There’s not so much scope for scares in swimming pool horror. Sure enough, the Duffer Brothers more or less maxed out the potential with the upside-downing of poor Barb in the first series of Stranger Things. The short film upon which Night Swim is based might have predated the ‘Justice for Barb’ movement by two years but essentially proved the same point. Kudos then to Bryce McGuire – one half of the original directing duo, with Rod Blackhurst – for his efforts in attempting to extend the mileage. Stick to what you know and all that. Come the closing credits, it’s not entirely clear it worth the bother but at least the definitive proof is finally out there.

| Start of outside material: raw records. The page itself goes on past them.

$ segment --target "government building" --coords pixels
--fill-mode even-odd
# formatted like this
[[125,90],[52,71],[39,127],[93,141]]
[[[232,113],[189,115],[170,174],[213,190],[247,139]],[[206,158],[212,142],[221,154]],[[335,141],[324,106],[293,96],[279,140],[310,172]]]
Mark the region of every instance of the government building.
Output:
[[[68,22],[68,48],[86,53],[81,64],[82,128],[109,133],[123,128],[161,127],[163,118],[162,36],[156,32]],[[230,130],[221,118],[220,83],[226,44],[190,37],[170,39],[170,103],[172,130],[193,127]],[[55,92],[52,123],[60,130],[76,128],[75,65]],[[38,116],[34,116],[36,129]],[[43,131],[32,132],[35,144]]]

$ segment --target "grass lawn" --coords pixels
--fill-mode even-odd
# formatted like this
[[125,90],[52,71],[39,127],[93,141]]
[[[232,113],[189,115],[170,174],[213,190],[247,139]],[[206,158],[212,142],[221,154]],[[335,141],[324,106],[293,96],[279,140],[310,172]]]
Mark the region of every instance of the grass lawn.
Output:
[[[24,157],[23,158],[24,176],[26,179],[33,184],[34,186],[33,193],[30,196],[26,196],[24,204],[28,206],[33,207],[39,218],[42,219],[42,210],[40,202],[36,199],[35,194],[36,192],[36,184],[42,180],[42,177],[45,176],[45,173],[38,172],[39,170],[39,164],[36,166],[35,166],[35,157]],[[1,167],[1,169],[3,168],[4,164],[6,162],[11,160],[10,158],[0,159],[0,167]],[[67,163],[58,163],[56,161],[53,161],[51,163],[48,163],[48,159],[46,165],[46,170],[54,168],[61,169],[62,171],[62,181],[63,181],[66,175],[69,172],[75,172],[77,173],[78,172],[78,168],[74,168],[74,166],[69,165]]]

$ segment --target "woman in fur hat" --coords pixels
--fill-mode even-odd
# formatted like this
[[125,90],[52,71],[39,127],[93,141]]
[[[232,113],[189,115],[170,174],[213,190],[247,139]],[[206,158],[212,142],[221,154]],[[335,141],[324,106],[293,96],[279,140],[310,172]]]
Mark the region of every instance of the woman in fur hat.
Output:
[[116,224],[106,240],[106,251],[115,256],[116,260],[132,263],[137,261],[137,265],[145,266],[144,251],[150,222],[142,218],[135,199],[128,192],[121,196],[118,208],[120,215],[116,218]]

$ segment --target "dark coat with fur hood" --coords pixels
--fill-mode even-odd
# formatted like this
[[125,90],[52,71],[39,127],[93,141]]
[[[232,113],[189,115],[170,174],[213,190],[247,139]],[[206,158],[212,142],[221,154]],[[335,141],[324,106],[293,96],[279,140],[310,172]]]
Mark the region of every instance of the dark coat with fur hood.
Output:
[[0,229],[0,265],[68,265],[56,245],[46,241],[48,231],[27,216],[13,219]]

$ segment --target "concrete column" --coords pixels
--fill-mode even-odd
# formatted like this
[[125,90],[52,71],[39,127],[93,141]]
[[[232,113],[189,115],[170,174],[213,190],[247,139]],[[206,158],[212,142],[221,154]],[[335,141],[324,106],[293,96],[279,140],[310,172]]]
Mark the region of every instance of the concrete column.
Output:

Six hundred and sixty nine. That’s the number of, mostly Jewish, children Nicholas Winton helped to save from Czechoslovakia on the eve of the Second World War. Accounting for the generations since, the total lives in his debt now exceeds six thousand. And yet, until 1988, virtually nobody knew of his effort. Not until it was splashed in the Daily Mirror and on the BBC. It’s that story, as much as the 1939 narrative, at the core of James Hawes’ One Life, which comes adapted from the Barbara Winton penned biography. Sir Anthony Hopkins plays the elder Winton, the one set for an Esther Ransom shaped surprise on the Beeb’s That’s Life. Johnny Flynn is his junior counterpart of some fifty years prior. The film around them is every bit as moving as you’d expect.